Tate Modern visit

Andy Warhol

I visited the Tate Modern on 12 August primarily to see the Andy Warhol exhibition. The work that most appealed to me is shown below – in particular, the red Lenin. I love the saturated colours and the use of negative space.

Naoya Hatakeyama

I’ve not seen the work of the Japanese photographer Naoya Hatakeyama before. At the Tate, the work was shown in a dimly lit room, but despite the relative darkness the lights in the photos were so bright that I thought they were being backlit. They weren’t.

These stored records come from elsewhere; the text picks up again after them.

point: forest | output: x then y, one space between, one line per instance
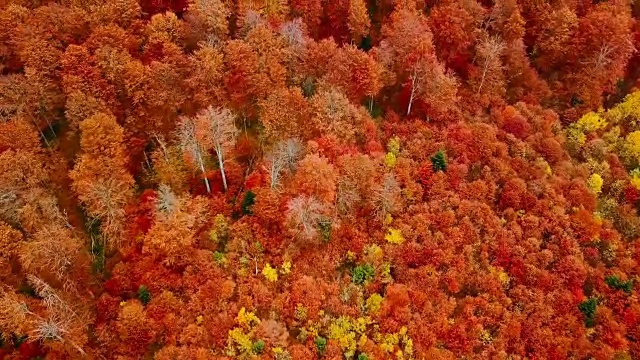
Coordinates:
320 179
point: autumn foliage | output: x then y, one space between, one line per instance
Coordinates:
319 179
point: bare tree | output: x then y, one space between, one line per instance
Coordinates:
60 322
216 129
190 146
385 197
490 52
294 33
167 201
347 195
304 215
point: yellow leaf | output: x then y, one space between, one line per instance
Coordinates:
270 273
394 236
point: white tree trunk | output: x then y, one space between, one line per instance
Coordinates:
413 91
204 173
221 163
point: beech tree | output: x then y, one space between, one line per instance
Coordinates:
407 48
215 129
100 177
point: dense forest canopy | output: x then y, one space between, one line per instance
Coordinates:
319 179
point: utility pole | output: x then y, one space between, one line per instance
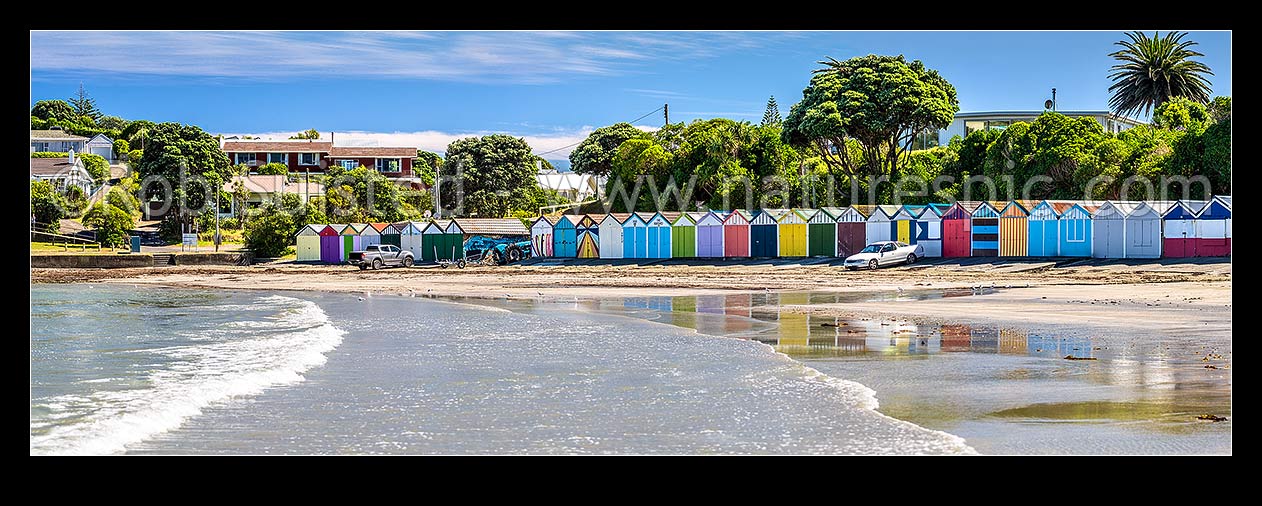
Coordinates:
438 198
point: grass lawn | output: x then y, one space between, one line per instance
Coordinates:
46 247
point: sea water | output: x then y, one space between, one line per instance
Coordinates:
116 369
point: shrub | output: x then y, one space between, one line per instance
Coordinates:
46 205
121 148
123 200
96 165
111 223
269 231
274 169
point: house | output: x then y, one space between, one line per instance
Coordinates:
574 187
394 163
56 140
62 172
611 235
269 188
297 154
967 123
100 145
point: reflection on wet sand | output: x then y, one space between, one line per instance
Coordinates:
1006 390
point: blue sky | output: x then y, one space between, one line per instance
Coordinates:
427 88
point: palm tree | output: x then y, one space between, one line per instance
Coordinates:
1154 70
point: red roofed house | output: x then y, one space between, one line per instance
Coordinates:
390 162
316 155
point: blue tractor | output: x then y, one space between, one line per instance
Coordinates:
496 250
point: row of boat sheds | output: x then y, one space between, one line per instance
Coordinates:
428 241
1107 230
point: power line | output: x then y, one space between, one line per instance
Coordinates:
632 121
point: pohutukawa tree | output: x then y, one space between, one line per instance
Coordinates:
877 101
1155 70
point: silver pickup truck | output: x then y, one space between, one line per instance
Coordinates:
380 255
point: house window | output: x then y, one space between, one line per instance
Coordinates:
925 139
388 164
1075 231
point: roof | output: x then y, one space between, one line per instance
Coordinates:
619 217
47 167
568 182
494 226
1036 114
277 145
356 152
302 187
54 135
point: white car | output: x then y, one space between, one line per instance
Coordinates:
885 253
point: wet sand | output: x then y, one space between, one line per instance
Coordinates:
986 364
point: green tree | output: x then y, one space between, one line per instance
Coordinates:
876 100
1155 70
274 169
269 231
425 165
121 148
595 154
47 205
83 105
54 110
111 223
634 159
1220 109
308 134
192 163
136 133
96 165
771 116
495 174
1181 114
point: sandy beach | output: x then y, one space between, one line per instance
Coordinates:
1161 295
1159 333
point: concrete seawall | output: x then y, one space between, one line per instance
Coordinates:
237 258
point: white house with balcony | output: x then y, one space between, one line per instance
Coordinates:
56 140
62 172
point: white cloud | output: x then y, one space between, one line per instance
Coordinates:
523 57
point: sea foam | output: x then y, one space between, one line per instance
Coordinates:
277 351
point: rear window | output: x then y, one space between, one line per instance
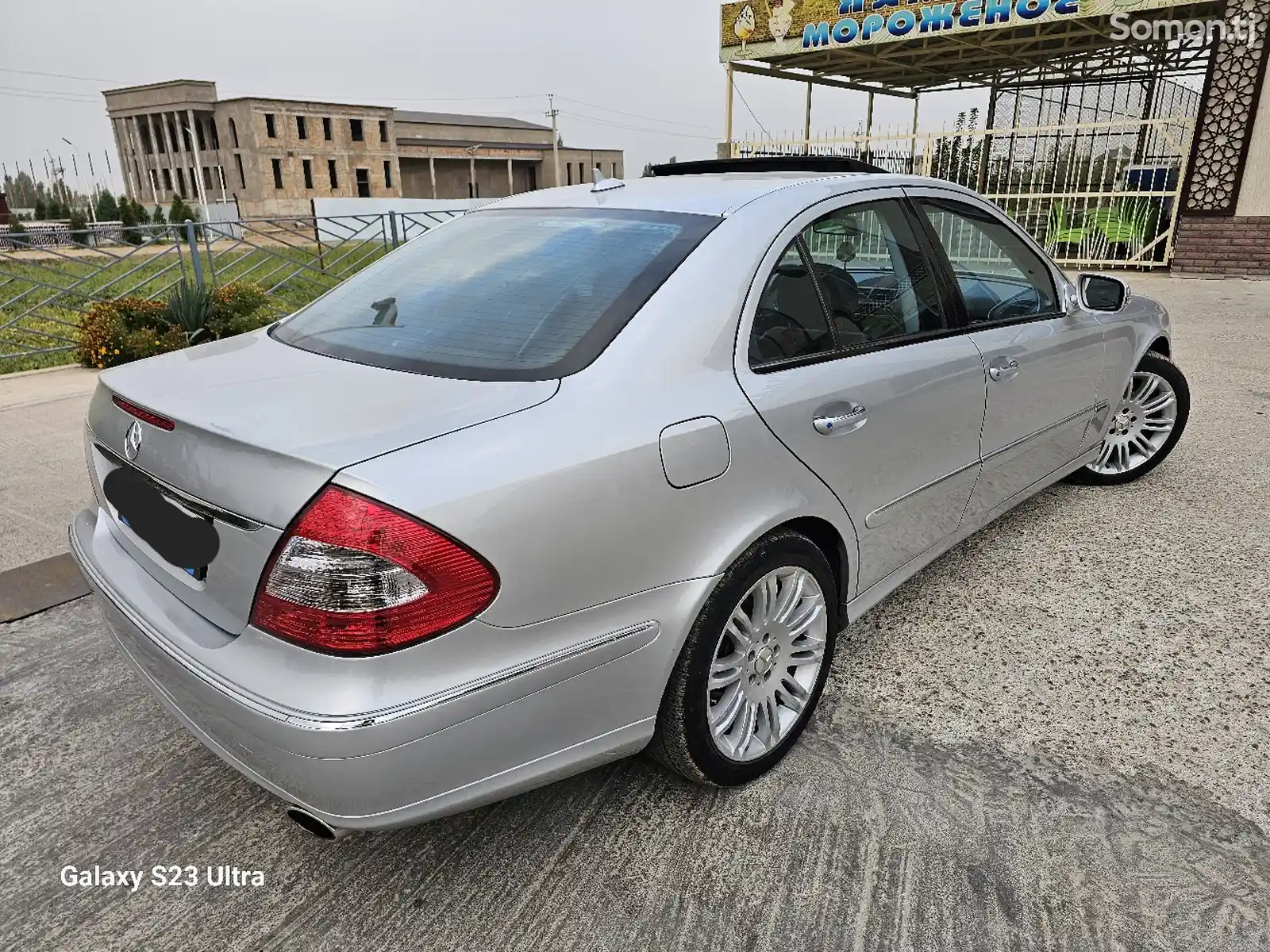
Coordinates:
518 294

Hatakeyama describes his approach to the series Maquettes/Light:

The night view of Tokyo is especially shimmering. One can often find nightlights regularly lining an exterior passageway that connects the individual units of an apartment building. The appearance of regularly lined fluorescent lights is characteristic of Tokyo’s skyline at night. I started taking pictures of this kind of light with a small camera around 1995. I got on a motorcycle every night and went out here and there and gathered the lights of the apartment and other buildings.

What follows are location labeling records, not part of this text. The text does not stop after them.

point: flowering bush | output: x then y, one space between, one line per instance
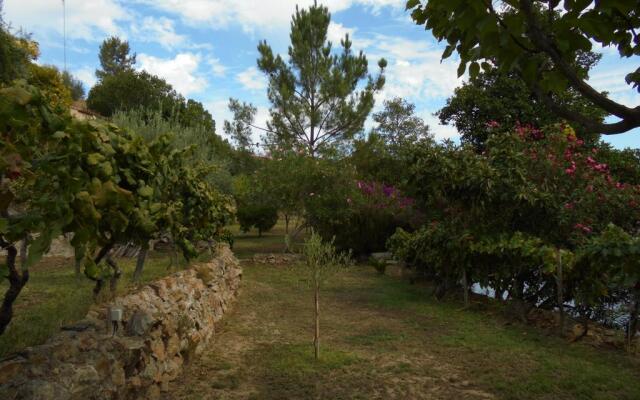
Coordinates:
361 215
506 215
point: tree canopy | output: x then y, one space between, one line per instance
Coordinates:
115 57
315 97
540 40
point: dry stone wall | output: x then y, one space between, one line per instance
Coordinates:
164 325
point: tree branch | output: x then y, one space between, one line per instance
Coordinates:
588 123
631 117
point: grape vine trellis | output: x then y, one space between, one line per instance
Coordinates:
103 185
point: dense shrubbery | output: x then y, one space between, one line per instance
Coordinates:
361 215
103 185
508 217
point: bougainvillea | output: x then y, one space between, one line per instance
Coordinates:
508 216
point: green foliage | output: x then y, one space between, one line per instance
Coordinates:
255 208
361 215
52 86
492 103
540 41
206 148
115 57
322 260
16 54
240 128
506 217
105 185
386 153
74 85
314 101
379 265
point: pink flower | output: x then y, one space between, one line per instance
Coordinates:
583 228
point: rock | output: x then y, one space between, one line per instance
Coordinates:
139 323
165 322
10 369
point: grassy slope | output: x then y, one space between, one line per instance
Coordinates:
54 297
383 338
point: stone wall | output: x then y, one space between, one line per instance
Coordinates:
165 324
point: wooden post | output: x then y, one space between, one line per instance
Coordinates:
560 293
316 339
465 285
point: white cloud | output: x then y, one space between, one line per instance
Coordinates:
414 69
88 20
181 71
336 32
216 67
440 132
252 14
159 30
612 80
86 75
252 79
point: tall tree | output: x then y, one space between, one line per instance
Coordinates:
74 85
540 39
239 129
130 90
398 124
115 57
314 98
385 154
492 102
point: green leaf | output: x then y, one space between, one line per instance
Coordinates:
95 158
145 191
461 68
412 4
474 69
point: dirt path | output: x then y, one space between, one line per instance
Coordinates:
263 349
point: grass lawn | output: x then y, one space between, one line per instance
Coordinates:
380 338
54 297
383 338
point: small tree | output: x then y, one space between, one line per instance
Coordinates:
115 57
240 128
321 261
541 40
74 85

The photographs were taken using a small camera, placed on a tripod. When framing a subject, Hatakeyama paid particular attention to its verticality. He adjusted the settings on his camera, exposing his black and white film to light for two to ten seconds. For each image the chosen exposure was just enough to reveal a division between a building and the night sky.

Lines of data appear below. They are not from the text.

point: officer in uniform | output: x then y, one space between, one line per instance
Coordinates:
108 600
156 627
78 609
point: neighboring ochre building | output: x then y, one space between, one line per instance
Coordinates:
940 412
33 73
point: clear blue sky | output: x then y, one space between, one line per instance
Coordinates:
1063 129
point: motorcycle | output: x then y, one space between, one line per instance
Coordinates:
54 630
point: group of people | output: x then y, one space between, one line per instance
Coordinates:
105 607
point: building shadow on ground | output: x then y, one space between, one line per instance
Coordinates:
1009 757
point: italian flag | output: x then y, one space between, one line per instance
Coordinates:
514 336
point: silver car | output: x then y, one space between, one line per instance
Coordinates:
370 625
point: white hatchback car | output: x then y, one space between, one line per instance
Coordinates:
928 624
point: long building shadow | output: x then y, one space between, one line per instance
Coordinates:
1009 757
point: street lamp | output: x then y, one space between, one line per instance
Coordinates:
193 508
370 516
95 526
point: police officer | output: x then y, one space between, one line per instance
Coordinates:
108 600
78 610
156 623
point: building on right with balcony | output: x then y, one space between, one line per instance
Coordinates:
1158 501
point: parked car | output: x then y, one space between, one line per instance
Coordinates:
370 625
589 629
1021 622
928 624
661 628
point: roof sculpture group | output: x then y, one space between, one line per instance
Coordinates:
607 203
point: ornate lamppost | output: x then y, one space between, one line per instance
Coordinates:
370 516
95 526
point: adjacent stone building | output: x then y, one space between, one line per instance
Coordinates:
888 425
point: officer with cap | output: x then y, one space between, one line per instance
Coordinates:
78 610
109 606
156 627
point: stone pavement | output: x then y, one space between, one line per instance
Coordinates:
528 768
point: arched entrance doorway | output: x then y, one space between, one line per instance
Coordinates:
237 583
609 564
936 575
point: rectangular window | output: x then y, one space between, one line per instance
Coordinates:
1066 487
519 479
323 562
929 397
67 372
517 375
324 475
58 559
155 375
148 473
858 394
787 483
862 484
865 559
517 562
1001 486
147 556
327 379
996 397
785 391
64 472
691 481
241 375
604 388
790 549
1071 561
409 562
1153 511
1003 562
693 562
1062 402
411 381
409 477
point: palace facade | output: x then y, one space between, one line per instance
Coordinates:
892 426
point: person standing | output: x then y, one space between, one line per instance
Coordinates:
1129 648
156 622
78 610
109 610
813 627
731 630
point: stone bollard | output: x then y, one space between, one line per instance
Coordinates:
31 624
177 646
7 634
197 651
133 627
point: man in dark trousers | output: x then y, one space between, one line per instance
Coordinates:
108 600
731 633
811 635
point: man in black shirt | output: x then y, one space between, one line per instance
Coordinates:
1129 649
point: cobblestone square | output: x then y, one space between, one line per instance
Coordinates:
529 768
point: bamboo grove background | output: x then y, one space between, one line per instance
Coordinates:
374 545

Hatakeyama experimented with the display of the photographs. He first produced them as gelatin silver prints. Feeling something was missing, he made black and white transparencies from the same films. He assembled the original paper prints on these transparencies and placed them on light-boxes.

Layering both paper prints and transparencies emphasised the dark areas of shadow in his images while still allowing light to shine through the highlighted parts. The resulting works on light-boxes feature sharp contrasts, the darkest areas of his images double in density and the brightest points appear more brilliant. Hatakeyama titled the work Maquettes/Light. He felt his images of buildings at night, lit and scaled down, resemble architectural models.

I’ve not seen this before. Basically the only commentary for the Hatakeyama exhibition was a technical description of how he produces this work. As such it rather detracts from the artistic appreciation of the work focusing the viewer’s attention on technique and process rather than the artistic value.